Meglio fare silenzio? “L’ultimo tabù” di Carlo Bartoli

Un libro sulla narrazione del suicidio, da collocare sulle scrivanie di ogni redazione giornalistica, oltre che su quella degli addetti ai lavori delle professioni socio-sanitarie

Nicola
Nicola Novelli
30 settembre 2019 09:21
Meglio fare silenzio? “L’ultimo tabù” di Carlo Bartoli

“Meglio fare silenzio” pare l’invito che un Salvador Dalì (ritratto su un murales) rivolge al lettore, sin dalla copertina, dell’”Ultimo tabù”, il libro di Carlo Bartoli, appena pubblicato nella saggistica di Pacini editore. Meglio fare silenzio, piuttosto che parlare, o scrivere a sproposito sul tema del suicidio, soprattutto se si è giornalisti, o blogger, ma anche utenti di social media, che con le nostre parole possiamo provocare una ricaduta negativa, talvolta pericolosissima su un pubblico per lo più sconosciuto.

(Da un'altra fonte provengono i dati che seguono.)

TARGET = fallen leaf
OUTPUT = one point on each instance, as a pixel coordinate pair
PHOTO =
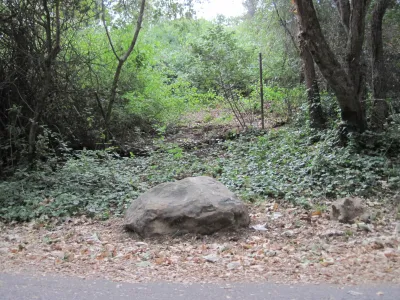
(354, 293)
(260, 227)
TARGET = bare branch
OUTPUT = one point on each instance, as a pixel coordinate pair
(103, 18)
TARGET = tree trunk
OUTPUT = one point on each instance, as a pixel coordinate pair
(380, 108)
(346, 82)
(317, 119)
(121, 59)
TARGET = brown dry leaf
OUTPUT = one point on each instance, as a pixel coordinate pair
(316, 213)
(159, 260)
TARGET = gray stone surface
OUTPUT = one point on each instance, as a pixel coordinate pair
(346, 210)
(192, 205)
(23, 287)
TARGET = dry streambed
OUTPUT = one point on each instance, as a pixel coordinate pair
(286, 244)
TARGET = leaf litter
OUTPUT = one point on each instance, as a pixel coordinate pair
(297, 247)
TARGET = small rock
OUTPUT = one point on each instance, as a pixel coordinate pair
(211, 258)
(288, 233)
(346, 210)
(141, 244)
(260, 227)
(270, 253)
(332, 232)
(233, 265)
(397, 229)
(354, 293)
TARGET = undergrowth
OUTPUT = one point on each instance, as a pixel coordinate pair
(285, 163)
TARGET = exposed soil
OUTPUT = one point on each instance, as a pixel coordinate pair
(296, 246)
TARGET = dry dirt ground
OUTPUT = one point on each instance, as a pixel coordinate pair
(285, 245)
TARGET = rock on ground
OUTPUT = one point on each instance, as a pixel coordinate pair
(346, 210)
(192, 205)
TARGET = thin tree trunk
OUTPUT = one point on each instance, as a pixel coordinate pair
(121, 59)
(380, 109)
(317, 119)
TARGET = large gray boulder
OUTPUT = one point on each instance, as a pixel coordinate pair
(192, 205)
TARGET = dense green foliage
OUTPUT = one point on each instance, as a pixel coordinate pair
(58, 67)
(282, 164)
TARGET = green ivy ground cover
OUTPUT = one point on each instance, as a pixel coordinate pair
(281, 164)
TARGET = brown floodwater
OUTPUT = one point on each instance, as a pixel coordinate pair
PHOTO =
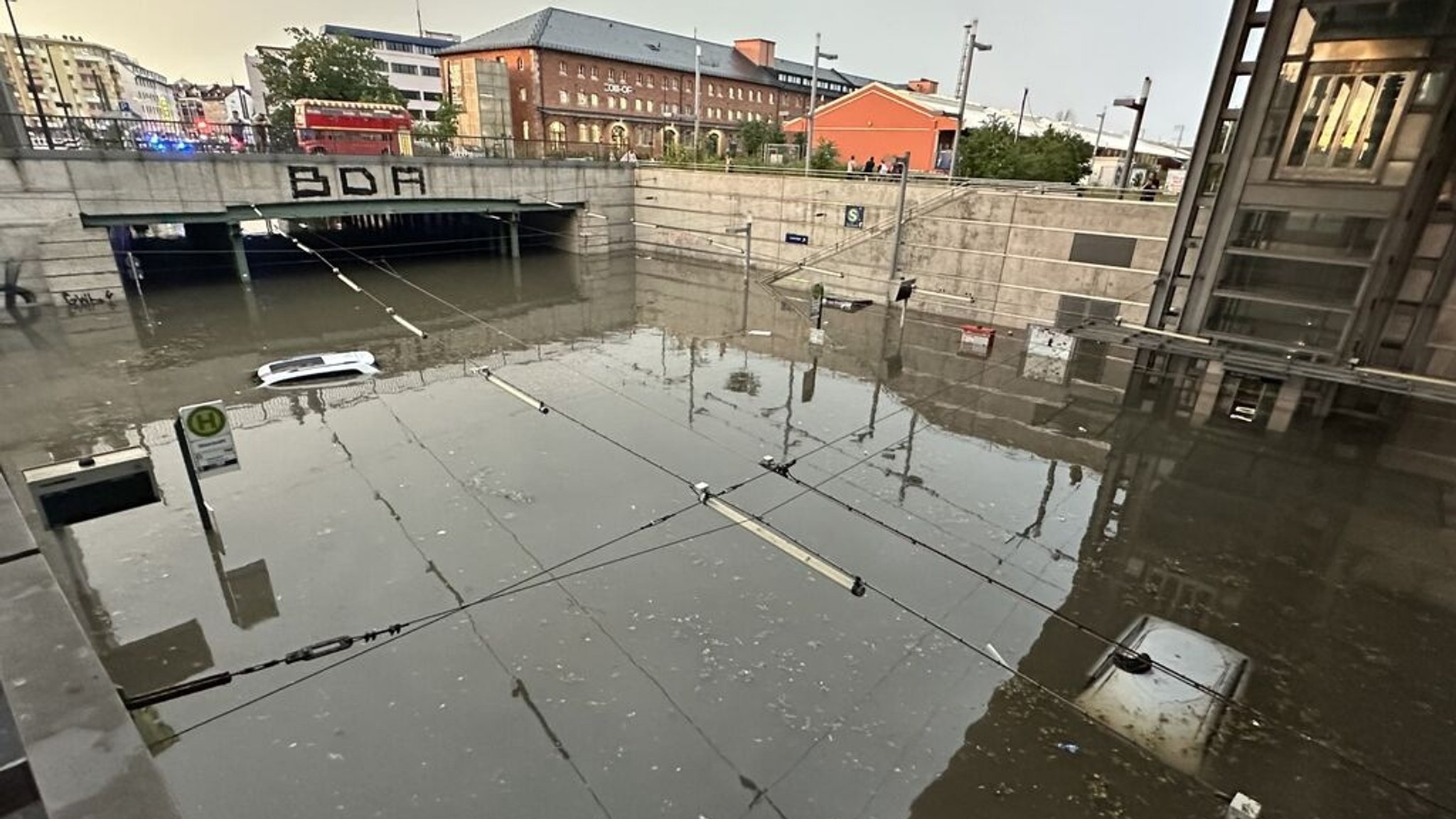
(717, 677)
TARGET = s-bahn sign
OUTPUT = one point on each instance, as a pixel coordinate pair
(316, 183)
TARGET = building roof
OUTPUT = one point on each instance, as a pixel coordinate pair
(979, 115)
(560, 30)
(387, 36)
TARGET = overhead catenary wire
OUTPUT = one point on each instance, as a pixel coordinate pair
(376, 638)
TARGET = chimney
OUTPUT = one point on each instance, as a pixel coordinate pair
(759, 51)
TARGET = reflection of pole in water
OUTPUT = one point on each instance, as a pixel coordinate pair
(904, 476)
(692, 390)
(788, 413)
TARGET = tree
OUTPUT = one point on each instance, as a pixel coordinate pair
(993, 152)
(1056, 156)
(322, 68)
(826, 156)
(756, 134)
(989, 152)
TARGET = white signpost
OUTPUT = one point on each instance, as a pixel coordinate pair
(207, 449)
(208, 439)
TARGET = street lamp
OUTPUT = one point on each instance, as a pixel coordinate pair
(29, 77)
(1139, 107)
(972, 47)
(808, 130)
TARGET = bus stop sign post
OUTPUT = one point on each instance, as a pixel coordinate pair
(207, 449)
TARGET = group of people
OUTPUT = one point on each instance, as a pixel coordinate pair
(889, 166)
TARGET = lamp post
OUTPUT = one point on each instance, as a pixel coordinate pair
(29, 77)
(808, 130)
(747, 262)
(972, 47)
(1139, 107)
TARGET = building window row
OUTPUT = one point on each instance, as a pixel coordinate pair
(643, 79)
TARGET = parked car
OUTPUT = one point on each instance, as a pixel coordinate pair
(1133, 694)
(322, 368)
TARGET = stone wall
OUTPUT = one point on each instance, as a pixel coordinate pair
(1021, 255)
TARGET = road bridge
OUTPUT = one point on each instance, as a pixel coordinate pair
(57, 209)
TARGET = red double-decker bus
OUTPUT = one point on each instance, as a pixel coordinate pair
(328, 126)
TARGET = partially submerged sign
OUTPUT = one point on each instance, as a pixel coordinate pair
(208, 437)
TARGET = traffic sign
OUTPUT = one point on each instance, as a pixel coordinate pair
(208, 437)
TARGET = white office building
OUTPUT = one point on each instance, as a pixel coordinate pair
(410, 62)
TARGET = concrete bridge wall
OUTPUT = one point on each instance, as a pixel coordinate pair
(54, 212)
(1024, 257)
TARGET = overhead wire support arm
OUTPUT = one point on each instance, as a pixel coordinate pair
(514, 391)
(810, 559)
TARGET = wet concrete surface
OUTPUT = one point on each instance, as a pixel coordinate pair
(715, 677)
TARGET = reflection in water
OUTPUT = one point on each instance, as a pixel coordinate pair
(678, 678)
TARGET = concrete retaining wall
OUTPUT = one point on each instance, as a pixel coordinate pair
(53, 210)
(1014, 252)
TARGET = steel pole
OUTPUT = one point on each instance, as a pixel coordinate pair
(1132, 143)
(29, 79)
(964, 91)
(1025, 92)
(900, 218)
(747, 269)
(698, 88)
(808, 129)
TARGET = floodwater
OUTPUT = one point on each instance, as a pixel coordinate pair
(717, 677)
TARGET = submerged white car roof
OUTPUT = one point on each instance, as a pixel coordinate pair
(322, 365)
(1164, 714)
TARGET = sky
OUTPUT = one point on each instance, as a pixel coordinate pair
(1072, 54)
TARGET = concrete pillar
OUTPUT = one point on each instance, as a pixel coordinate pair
(1207, 392)
(1286, 402)
(235, 235)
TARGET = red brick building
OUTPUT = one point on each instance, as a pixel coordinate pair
(582, 79)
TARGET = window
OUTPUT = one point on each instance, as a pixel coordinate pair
(1344, 120)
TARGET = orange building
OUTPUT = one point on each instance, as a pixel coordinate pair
(878, 122)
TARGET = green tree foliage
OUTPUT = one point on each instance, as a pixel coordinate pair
(826, 156)
(756, 134)
(993, 152)
(322, 68)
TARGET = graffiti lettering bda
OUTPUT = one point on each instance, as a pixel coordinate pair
(86, 299)
(312, 183)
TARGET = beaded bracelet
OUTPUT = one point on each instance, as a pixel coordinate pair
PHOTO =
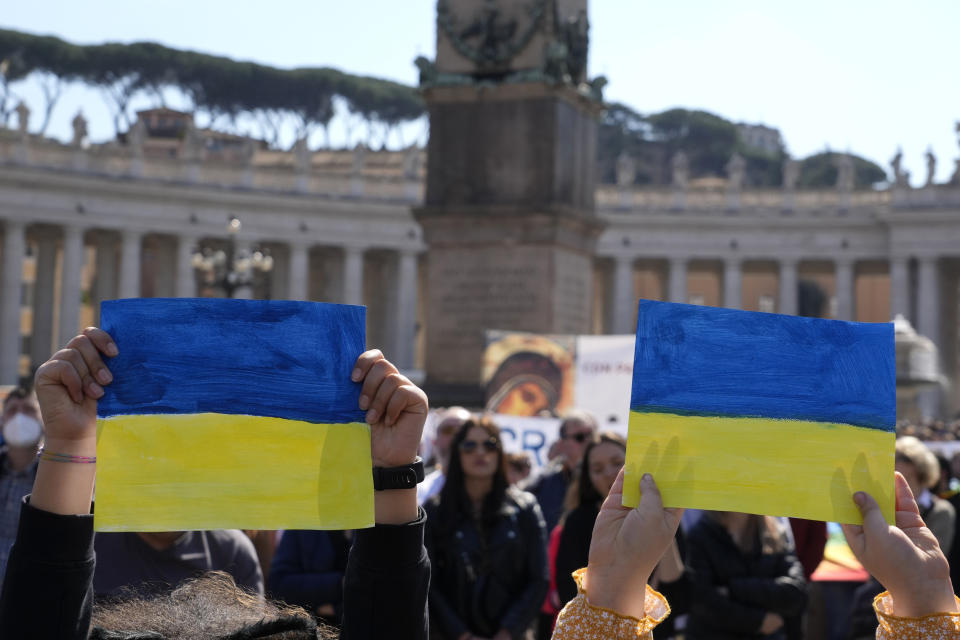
(49, 456)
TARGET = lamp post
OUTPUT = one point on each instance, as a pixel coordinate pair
(233, 269)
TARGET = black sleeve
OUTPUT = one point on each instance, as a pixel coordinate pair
(386, 584)
(708, 602)
(784, 592)
(524, 610)
(572, 552)
(48, 588)
(443, 613)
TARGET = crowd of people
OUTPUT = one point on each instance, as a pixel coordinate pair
(482, 549)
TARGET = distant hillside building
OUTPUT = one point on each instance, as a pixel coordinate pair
(760, 137)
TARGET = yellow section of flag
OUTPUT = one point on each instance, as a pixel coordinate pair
(760, 465)
(214, 471)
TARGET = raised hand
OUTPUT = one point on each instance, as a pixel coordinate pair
(69, 385)
(396, 410)
(627, 545)
(906, 559)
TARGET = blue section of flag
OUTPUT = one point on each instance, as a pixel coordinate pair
(253, 357)
(693, 360)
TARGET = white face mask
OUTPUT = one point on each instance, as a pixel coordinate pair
(22, 431)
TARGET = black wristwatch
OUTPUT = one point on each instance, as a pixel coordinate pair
(406, 477)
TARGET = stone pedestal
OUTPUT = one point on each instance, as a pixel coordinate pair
(509, 218)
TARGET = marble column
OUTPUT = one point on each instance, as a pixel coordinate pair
(105, 280)
(844, 281)
(298, 284)
(43, 299)
(405, 321)
(900, 288)
(623, 300)
(14, 249)
(788, 287)
(732, 283)
(71, 269)
(185, 280)
(130, 265)
(928, 298)
(677, 280)
(353, 275)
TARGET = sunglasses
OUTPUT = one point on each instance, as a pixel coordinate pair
(489, 446)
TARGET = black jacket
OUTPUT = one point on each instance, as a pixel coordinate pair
(486, 583)
(732, 591)
(48, 592)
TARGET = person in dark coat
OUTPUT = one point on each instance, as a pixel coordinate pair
(746, 580)
(308, 570)
(487, 544)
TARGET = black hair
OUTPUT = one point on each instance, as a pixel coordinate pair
(454, 502)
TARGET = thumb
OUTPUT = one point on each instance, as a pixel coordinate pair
(650, 498)
(874, 524)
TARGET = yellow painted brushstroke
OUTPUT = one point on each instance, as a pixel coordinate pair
(215, 471)
(757, 465)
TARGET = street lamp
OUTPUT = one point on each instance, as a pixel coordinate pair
(231, 270)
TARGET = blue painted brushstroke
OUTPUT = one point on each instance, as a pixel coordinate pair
(255, 357)
(724, 362)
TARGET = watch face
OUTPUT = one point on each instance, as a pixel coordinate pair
(490, 32)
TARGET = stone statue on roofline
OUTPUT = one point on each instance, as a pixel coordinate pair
(411, 162)
(791, 173)
(896, 163)
(79, 124)
(736, 172)
(681, 170)
(931, 167)
(23, 118)
(845, 172)
(626, 170)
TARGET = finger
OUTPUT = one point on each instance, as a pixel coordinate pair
(88, 384)
(391, 382)
(371, 385)
(408, 398)
(614, 499)
(650, 498)
(91, 356)
(905, 499)
(102, 341)
(60, 372)
(854, 535)
(874, 524)
(366, 360)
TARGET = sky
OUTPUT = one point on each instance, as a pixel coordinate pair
(864, 76)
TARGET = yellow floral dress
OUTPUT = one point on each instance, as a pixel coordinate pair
(580, 620)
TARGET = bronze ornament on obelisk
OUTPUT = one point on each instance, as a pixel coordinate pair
(509, 210)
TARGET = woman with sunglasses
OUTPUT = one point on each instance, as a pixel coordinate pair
(487, 544)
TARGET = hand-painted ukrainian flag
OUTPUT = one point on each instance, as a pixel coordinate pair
(232, 414)
(762, 413)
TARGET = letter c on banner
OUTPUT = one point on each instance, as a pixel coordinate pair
(533, 441)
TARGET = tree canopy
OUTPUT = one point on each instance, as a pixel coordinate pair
(709, 141)
(215, 84)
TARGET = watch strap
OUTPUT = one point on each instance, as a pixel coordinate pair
(407, 476)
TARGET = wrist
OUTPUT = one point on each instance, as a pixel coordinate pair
(921, 601)
(619, 590)
(395, 506)
(71, 446)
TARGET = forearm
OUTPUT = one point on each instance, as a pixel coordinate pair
(65, 488)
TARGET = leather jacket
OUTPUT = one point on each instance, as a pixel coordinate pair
(484, 583)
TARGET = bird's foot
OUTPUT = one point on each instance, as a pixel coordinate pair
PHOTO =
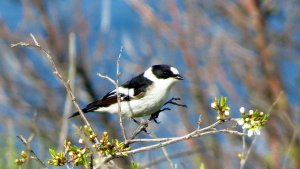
(155, 115)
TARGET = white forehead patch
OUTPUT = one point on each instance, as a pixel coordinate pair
(149, 75)
(126, 92)
(174, 70)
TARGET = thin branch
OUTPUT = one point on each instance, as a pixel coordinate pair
(246, 156)
(68, 102)
(106, 77)
(27, 145)
(118, 96)
(56, 72)
(167, 141)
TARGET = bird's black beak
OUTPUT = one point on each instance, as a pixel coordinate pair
(178, 77)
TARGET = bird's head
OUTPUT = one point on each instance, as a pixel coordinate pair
(163, 75)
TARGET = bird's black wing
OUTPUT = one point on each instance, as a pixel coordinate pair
(139, 84)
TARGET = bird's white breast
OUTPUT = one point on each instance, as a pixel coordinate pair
(153, 100)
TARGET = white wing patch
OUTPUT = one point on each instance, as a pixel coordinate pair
(174, 70)
(126, 91)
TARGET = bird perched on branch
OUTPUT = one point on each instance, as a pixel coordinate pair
(143, 95)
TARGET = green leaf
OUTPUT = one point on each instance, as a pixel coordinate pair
(52, 152)
(135, 165)
(223, 101)
(202, 166)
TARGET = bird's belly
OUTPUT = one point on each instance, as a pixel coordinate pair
(137, 108)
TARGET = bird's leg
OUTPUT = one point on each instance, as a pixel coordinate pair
(136, 121)
(171, 101)
(155, 115)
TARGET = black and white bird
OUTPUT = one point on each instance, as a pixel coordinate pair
(143, 95)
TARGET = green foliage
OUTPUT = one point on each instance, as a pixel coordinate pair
(111, 148)
(253, 121)
(220, 106)
(201, 166)
(58, 159)
(135, 165)
(79, 155)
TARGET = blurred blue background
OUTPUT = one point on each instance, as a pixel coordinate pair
(244, 50)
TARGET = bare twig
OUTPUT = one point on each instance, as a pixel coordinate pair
(167, 141)
(68, 103)
(116, 83)
(118, 98)
(56, 72)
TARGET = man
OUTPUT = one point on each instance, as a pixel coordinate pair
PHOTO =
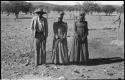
(40, 33)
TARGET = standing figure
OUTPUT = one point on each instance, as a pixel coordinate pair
(79, 49)
(59, 48)
(40, 33)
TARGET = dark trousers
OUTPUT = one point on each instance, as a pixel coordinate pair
(40, 51)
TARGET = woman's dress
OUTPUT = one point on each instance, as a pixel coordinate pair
(59, 48)
(79, 49)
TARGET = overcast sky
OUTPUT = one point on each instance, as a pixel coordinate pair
(74, 2)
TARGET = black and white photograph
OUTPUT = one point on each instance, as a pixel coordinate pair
(62, 40)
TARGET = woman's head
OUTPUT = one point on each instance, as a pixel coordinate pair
(82, 16)
(60, 18)
(39, 12)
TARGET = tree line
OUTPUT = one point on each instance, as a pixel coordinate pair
(88, 6)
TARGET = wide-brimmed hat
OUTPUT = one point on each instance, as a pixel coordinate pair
(41, 11)
(62, 13)
(82, 14)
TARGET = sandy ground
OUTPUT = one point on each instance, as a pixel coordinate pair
(17, 54)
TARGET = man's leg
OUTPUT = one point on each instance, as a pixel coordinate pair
(37, 52)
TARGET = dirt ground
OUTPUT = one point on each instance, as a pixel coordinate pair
(17, 54)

Terzo volume dei Quaderni della formazione, una collana patrocinata dall’Ordine dei giornalisti della Toscana e dalla sua Fondazione, di cui Bartoli è presidente, “L’ultimo tabù” è un trattato sui risvolti etici e morali dell’atto in sé e sul modo in cui questa scelta intima e privata viene trattata nel mondo dell’informazione. Come in un corso di formazione professionale, l’autore prende per mano il lettore, mettendolo di fronte a casi concreti di cronaca e alla loro interpretazione da parte di esperti clinici e sociali, per costruire una consapevolezza della complessità della questione e del delicato ruolo che i narratori (professionali, o meno) posso svolgere.

Carlo Bartoli, giornalista professionista, con una carriera sviluppata tra Paese Sera, La Nazione e Il Tirreno, dal 2012 tiene un corso di comunicazione giornalistica all’Università di Pisa. Ma anche come presidente dell’Odg Toscana ha sempre contraddistinto il suo impegno nella dimensione deotologica del lavoro. “L’ultimo tabù” è un po’ il coronamento di un’azione di sensibilizzazione che Bartoli porta avanti in seno all’Ordine dei giornalisti da anni.

Nonostante se ne parli poco e male, il suicidio è un fenomeno di straordinaria rilevanza sanitaria e la comunicazione sui casi di cronaca può avere un impatto nocivo sui fruitori del’informazione. Un messaggio pubblico corretto sul suicidio è un’esigenza sociale essenziale, soprattutto per limitare quelli che la dottrina clinica definisce “atti di impulso”, frutto appunto di emulazione. Il saggio di Bartoli si concentra dunque sulle modalità con cui la tradizione giornalistica ha trattato sinora il suicidio, facendone emergere la responsabilità professionale, in particolare nel fornire informazioni sui servizi di aiuto e prevenzione.

Non esiste una ricetta universale, ma un atteggiamento consapevole può aiutare i giornalisti e tutti coloro che trattano l’argomento a livello pubblico. Soprattutto alla luce delle novità dell’universo digitale, in cui la dimensione narrativa del racconto collettivo, impone una nuova e originale declinazione dei principi deotologici consueti. Carlo Bartoli traccia la strada sul lato giornalistico, lanciano un chiaro invito a percorrere lo stesso sentiero morale anche a grandi, o piccoli, operatori informatici e ai soggetti regolatori del mercato informativo.